Truman Doctrine and Dominoes
“Greece and Turkey form the sole obstacle to Soviet domination of the Eastern Mediterranean which is an economic and strategic area of vital importance,” a report to Truman by the State Department’s Bureau of Near Eastern Affairs had read. The report had been commissioned by Undersecretary of State Dean Acheson, a conservative Democrat and emerging cold war hawk who’d go on to be the architect of the North Atlantic Treaty Organization and urge the building of the hydrogen bomb.
Several years before President Eisenhower made the “domino theory” a household phrase in his description of what would happen if the United States did not prevent the fall of Vietnam to communist forces, the State Department and the Department of Defense (then still known as the War Department) argued to Truman that if Turkey and Greece fell, the rest of the Middle East and possibly Western Europe would follow, like dominoes.
Truman v. Republicans
Accurate or not, the dramatic scenario of a Soviet take-over had resonance in the United States for political reasons. For the first time since the Great Depression, both houses of Congress were controlled by Republicans. With Sen. Joseph McCarthy in the Senate and Richard Nixon in the House, the Red Scare was defining the political discourse. Harry Truman’s popularity, at less than 40% approval, was at the lowest of his presidency. He needed something to revive it.
Truman found it in what became known as the Truman Doctrine, a strategic and philosophical vision of the post-World War II order that defined the cold war from then on.
Philosophically, Truman endorsed Acheson’s Manichean view that the world was engaged in a battle between Soviet-style dictatorship and domination and American-style democracy and freedom. Strategically, Truman declared that the United States should be ready and willing to support financially and, if necessary, militarily, any nation opposing communist or Soviet influence. The policy of containment was born.
The Middle East was at the center of the Truman Doctrine, which gave subsequent presidents ample, and arguably excessive, justification and latitude to intervene militarily around the globe.
The Truman Doctrine Speech
In a 21-minute address to a joint session of Congress on March 12, 1947, Truman requested $250 million in military and economic aid for Greece and $150 million in similar aid for Turkey—the equivalent of $2.4 billion and 1.5 billion, respectively, in current dollars. He mentioned communism only once by name (in reference to communists fighting in Greece) and the Soviet Union not at all. But Truman’s message was clear: He was committing the United States against what he perceived but not explicitly describe as Soviet aggression on Iran, Iraq, Greece and Turkey, countries at the rim of Western interests in the Persian Gulf and the eastern Mediterranean. (read the full text of the Truman Doctrine speech.
“At the present moment in world history nearly every nation must choose between alternative ways of life. The choice is too often not a free one,” Truman said. “One way of life is based upon the will of the majority, and is distinguished by free institutions, representative government, free elections, guarantees of individual liberty, freedom of speech and religion, and freedom from political oppression.
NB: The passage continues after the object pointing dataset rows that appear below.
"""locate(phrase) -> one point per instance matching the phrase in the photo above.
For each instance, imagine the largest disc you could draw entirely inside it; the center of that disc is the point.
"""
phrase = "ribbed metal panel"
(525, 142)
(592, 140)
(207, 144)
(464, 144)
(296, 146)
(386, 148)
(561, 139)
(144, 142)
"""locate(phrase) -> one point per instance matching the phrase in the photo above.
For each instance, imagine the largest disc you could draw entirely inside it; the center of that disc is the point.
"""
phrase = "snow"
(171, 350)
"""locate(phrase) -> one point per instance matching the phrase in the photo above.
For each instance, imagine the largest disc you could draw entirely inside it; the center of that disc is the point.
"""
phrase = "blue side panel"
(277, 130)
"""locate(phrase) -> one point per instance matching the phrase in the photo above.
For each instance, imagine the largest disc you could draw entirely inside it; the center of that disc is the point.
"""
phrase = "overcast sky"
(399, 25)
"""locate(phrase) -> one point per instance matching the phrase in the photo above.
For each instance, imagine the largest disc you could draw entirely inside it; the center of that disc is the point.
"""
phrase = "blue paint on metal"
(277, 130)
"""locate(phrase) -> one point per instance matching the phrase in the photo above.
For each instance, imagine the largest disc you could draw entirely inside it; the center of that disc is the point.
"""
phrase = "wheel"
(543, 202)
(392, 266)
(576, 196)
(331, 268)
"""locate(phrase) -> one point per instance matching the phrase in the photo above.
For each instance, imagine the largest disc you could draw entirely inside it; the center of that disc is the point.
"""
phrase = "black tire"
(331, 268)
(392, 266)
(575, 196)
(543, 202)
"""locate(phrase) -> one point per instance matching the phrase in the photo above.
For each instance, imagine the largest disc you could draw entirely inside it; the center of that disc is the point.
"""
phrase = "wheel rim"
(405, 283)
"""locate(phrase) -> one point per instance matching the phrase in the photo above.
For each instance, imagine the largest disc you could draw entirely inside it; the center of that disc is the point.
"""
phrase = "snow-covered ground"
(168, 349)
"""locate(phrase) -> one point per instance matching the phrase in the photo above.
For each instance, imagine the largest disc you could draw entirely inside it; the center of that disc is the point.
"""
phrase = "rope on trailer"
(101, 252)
The second way of life is based upon the will of a minority forcibly imposed upon the majority. It relies upon terror and oppression, a controlled press and radio, fixed elections, and the suppression of personal freedoms.”
Reactions to the Truman Doctrine
Members of Congress, The New York Times reported the following day, “saw their country’s foreign policy undergo radical change in the space of twenty-one minutes. They reacted sharply. At points they were in violent conflict. At the same time there was evident constantly an agreement that decisive action under the bold recommendations of the President must be taken.”
The American press was largely supportive—not because there was much interest in propping up Middle East regimes or spending American taxdollars abroad, but because American security was interpreted as a global affair. “These are our own chestnuts that are in the fire,” concluded an editorial in the St. Paul Pioneer Press. “America is an integral part of the world and in its own security and welfare must undertake to see that it is the right kind of a world.” The Memphis Commercial Appeal conceded that Truman’s proposal was serious, but agreed with Truman’s claim that “the alternative is more serious.”
Bi-Partisanship or Blindness?
On May 9, 1947, the House of Representatives voted 287-107 to approve the aid package and, by extension, the Truman Doctrine. It was a larger majority that then 260-165 vote that had approved the Lend-Lease bill that established the basis for American involvement in World War II (a bill that had been opposed by 135 Republicans and supported by just 24). The Senate voted 63-23 to approve the measure. Truman signed the bill on May 22 in the penthouse suite of the Hotel Muehlebach in Kansas City, Mo., where Truman was staying as he attended to his ill mother, Martha E. Truman (she died in late July).
Congress’ “unpartisan” approval of what, by May, was referred to publicly as the Truman Doctrine establishing a precedent of unquestioning, often blind and blank-checked bi-partisan support for waging the cold war that would last until 1991, when the Soviet Union disintegrated.